不該問的別問?這話楊允樂之前已經聽那個老人家反反復復說過好幾次了。所以這果真是一個忌諱?
“我叫你們快點翻出來,你們在發什么呆,年輕人。”大娘的聲音明顯是有點老火了,她把手叉在腰上,鉚足了勁兒站在那里說。
“好的好的。”既然來到了這個地方,肯定要入鄉隨俗,楊允樂決定暫時還是不要隨心所欲了,不然不知道又會招惹到什么不好的事情,他自己倒是不怕,可是身邊還有兩個女孩子呢。
”你們不是本地人吧?”大娘打量了一下眼前這四個年輕人,他們身上雖然穿著本地人的衣服,卻沒有系上這里具有代表性的發結。
她見凌曉燦是背過身去喝了水,然后帶上面紗再回過頭,有些好奇:“這姑娘是被毀容了嗎?還有這個小伙子,也帶著面紗啊。”
楊允樂和凌曉燦只得默契地點點頭:“我們確實不是本地人,而且臉上有傷,不太方便。”
“不是本地人?那你們住哪里?吃什么東西呢?”大娘有些好奇,繼續追問道。
“我們還沒有找到住的地方,至于吃的東西,現在也完全沒有著落。”凌曉燦實話實說,這也是目前首先要解決的大事。
大娘聽見他們這樣說,又打量了一下凌曉燦和徐紫,思考了一小會兒,然后說道:“如果這兩位姑娘不嫌棄的話,倒可以住進我的家里,幫我賣花。只不過,我不收小伙子。”
“不可以,我們不要分開。”凌曉燦立刻拒絕掉,她不想與楊允樂分開片刻。
“曉曉,我們先一起跟著大娘去集市,然后你們去賣花的地方賣花,順便…順便可以休息一下。我和況仔再其他的地方,看有沒有容身之處。”楊允樂聽見大娘可以收留凌曉燦她們,其實是一件好事情,至少不用她們跟著自己折騰。
凌曉燦當然明白楊允樂的意思,她只好點點頭:“那好吧。

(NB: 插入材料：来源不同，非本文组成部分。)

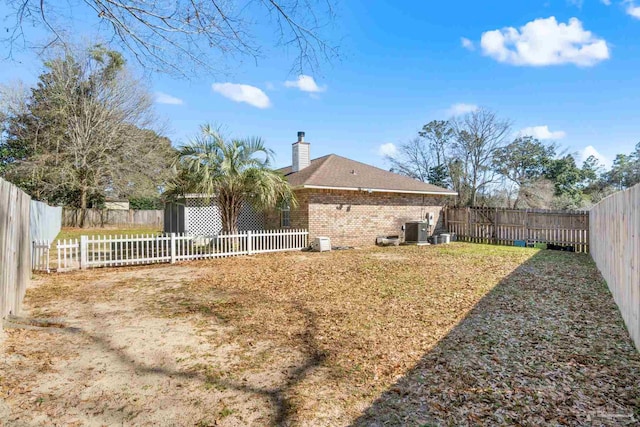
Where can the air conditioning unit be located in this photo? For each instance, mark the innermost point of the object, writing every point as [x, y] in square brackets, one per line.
[416, 232]
[321, 244]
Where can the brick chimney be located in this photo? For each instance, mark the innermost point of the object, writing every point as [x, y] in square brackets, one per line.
[301, 157]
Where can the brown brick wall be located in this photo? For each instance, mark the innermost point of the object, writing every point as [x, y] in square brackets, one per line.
[356, 218]
[299, 215]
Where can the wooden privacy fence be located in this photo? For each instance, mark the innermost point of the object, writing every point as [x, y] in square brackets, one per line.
[15, 260]
[106, 217]
[504, 226]
[615, 248]
[113, 251]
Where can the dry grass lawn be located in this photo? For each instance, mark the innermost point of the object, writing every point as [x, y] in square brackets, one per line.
[441, 335]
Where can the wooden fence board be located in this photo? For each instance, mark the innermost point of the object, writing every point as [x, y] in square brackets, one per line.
[15, 247]
[615, 248]
[505, 226]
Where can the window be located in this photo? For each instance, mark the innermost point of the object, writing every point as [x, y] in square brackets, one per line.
[285, 216]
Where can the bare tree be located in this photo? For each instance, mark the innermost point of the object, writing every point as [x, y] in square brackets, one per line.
[427, 158]
[185, 36]
[87, 132]
[478, 135]
[414, 159]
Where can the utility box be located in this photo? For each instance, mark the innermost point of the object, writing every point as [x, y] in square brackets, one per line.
[321, 244]
[430, 219]
[416, 232]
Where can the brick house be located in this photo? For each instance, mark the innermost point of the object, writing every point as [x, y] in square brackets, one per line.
[351, 202]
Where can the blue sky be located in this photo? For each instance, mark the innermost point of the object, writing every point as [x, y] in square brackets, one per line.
[564, 70]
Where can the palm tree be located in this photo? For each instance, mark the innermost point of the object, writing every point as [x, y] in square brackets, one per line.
[231, 173]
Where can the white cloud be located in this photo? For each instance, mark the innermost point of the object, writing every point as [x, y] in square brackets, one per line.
[163, 98]
[243, 93]
[633, 10]
[305, 84]
[542, 133]
[388, 149]
[545, 42]
[461, 109]
[467, 44]
[591, 151]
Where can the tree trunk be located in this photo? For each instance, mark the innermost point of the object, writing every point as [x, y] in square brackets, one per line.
[83, 206]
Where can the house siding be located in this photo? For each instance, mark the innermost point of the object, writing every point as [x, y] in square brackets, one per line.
[353, 218]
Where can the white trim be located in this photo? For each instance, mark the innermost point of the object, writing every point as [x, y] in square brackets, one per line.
[376, 190]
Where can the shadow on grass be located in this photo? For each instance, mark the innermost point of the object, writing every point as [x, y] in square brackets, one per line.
[546, 346]
[278, 397]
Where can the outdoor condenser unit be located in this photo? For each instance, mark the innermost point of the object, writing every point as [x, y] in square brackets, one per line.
[416, 232]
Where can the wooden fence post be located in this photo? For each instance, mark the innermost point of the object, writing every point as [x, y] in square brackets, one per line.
[84, 255]
[172, 248]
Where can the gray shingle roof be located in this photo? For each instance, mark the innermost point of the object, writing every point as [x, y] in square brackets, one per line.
[339, 172]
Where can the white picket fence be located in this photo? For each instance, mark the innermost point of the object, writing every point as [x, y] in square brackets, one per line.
[121, 250]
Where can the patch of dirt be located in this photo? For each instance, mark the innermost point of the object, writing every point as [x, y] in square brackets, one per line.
[463, 334]
[388, 256]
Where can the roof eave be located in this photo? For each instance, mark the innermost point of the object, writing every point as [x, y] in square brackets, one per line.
[375, 190]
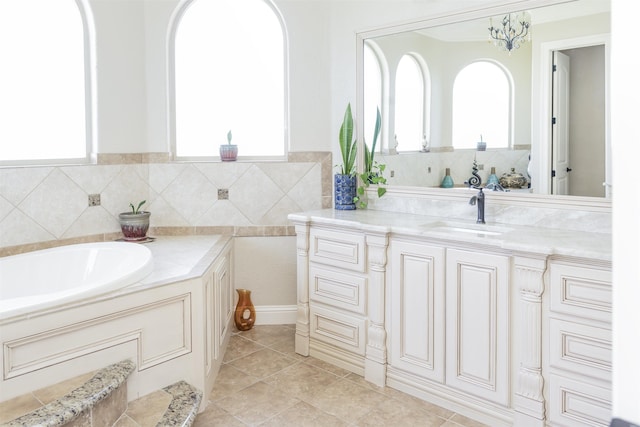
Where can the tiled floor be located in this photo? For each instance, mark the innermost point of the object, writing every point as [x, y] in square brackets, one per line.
[264, 382]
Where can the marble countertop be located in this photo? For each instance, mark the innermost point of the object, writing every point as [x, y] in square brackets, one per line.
[510, 237]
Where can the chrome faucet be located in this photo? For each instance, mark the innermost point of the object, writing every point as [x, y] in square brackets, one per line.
[478, 199]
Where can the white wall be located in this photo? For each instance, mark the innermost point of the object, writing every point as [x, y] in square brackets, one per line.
[625, 110]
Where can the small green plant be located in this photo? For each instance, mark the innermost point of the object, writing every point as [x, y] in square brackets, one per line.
[348, 145]
[136, 210]
[373, 171]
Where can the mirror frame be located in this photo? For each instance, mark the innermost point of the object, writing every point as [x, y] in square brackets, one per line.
[594, 204]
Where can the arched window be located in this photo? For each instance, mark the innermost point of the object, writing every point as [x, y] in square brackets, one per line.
[372, 93]
[230, 75]
[482, 106]
[411, 99]
[45, 108]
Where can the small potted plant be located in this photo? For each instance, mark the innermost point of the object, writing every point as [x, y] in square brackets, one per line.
[135, 223]
[228, 151]
[346, 181]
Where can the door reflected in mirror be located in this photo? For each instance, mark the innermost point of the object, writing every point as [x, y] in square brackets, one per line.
[551, 126]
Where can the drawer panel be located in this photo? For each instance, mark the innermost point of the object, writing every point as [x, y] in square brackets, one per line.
[338, 329]
[342, 290]
[576, 403]
[339, 249]
[581, 291]
[580, 348]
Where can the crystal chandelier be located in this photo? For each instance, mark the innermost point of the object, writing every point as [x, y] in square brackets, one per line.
[513, 32]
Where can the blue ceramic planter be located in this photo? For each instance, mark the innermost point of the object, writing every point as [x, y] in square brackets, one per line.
[345, 191]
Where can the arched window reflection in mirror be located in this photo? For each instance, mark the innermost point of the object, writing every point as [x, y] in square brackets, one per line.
[482, 106]
[412, 87]
[373, 93]
[230, 75]
[44, 104]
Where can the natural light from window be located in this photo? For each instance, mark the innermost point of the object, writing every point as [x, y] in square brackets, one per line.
[229, 75]
[481, 106]
[42, 81]
[372, 94]
[409, 106]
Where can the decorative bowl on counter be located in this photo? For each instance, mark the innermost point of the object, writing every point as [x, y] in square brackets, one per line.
[513, 179]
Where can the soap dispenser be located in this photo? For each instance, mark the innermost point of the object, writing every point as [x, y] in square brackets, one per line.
[493, 178]
[447, 181]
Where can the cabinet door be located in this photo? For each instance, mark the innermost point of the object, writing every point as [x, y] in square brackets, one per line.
[417, 309]
[477, 325]
[225, 299]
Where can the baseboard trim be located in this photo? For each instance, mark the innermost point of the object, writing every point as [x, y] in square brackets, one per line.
[276, 314]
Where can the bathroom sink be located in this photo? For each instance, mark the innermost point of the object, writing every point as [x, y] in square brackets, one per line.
[468, 228]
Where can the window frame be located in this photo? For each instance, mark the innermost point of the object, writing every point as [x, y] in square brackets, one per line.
[425, 75]
[511, 106]
[91, 140]
[174, 24]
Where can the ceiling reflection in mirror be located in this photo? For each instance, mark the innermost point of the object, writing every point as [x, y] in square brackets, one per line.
[435, 111]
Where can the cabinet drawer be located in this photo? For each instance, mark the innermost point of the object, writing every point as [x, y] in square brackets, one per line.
[581, 291]
[576, 403]
[339, 249]
[338, 329]
[580, 348]
[342, 290]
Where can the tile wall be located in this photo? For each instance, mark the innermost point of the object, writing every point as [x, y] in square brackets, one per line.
[45, 204]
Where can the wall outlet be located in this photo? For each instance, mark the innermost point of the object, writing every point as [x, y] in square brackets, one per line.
[94, 200]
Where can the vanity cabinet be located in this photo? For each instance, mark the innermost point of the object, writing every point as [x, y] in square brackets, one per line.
[477, 324]
[337, 297]
[417, 310]
[579, 343]
[491, 326]
[449, 316]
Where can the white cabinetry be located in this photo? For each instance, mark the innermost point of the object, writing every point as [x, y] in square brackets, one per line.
[417, 309]
[477, 324]
[337, 297]
[218, 308]
[579, 344]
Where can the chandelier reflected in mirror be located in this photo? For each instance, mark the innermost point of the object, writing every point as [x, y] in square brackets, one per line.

”
這到集市的一路,只有大娘時不時拿出背篼里面的花給凌曉燦和徐紫簡單地介紹了一下,其余的話,大家也都沒再說什么。
這里的集市很熱鬧,就像杉島的那種超市,不過這種地方更有那種原始的氣息。沒有柜臺沒有那些高科技的玩意兒,老百姓都是把要售賣的東西放在一個高高的石桌上或者用木棍搭建的簡易小攤位上。
“這里就是最熱鬧的地方了對吧?”楊允樂回過頭去問了問大娘。
“對的,你看,前面這里就是我的家了,兩位姑娘在我的家里,至少可以保證吃保證住,你們就只負責搭理和售賣花就好。”大娘看起來并不像壞人,說話流露著樸實。
凌曉燦和徐紫乖巧地點了點頭,跟著大娘走進了門。
楊允樂本來想踏腳進門,卻被大娘一把攔在外面:“我家閨女還沒出嫁,小伙子不方便進去。”
哦,大娘說的應該是這里的習俗,楊允樂一下子反應了過來,連連道歉:“大娘,不好意思。那兩個姑娘就拜托你了。”
楊允樂依依不舍地看了凌曉燦一眼,然后揮手告別。他和況仔走到門口還不忘回過頭看了一眼花店的名稱,楊記花店。
“樂哥,你怎么怎么放心把我們的女孩交給一個陌生的阿姨?”剛踏出門檻,況仔忍不住問道。
“沒有辦法,人不生地不熟,你以為她們跟著我們就會安全嗎?”楊允樂不是沒有想過,何況自己和凌曉燦長得那么像畫中的兩個人,兩個人在一起,暴露的風險就越高。因為目前也不知道這到底是福是禍。
“那我們現在怎么辦?”況仔有些擔憂,因為剛剛這一路走過來,都是售賣東西的,他們什么都沒有,能夠怎樣生存?
“走一步看一步,我們先往前走走看看。”楊允樂心里也很糾結,不知道這次到這里是為了什么,如果和自己有關聯的畫中那個人已死,那自己來的目的是查明他死的真相嗎?
他心里有事,走起路來就很慢,一邊走一邊思索著,始終覺得哪個環節不對勁。
“這…這聲音好熟悉!”一陣吆喝聲傳入了楊允樂的耳朵里,楊允樂不由得感嘆了一句,他不禁回過頭去看。
這是一個中年偏老的男人發出的吆喝聲,他手里拿著一根棍子,穿著一件灰色的長袍,頭發有些凌亂,但是目光還是炯炯有神的。他往前走了兩步,但走起路來一跛一跛的,好像右腿有點問題。
楊允樂不禁壓低了聲音問況仔:“你還記得我們之前遇上那個右腿有問題的變態嗎?是不是同一個人?”
“啊?樂哥,你在說什么?”況仔表示很不理解,好像自己沒有遇到過這類人啊。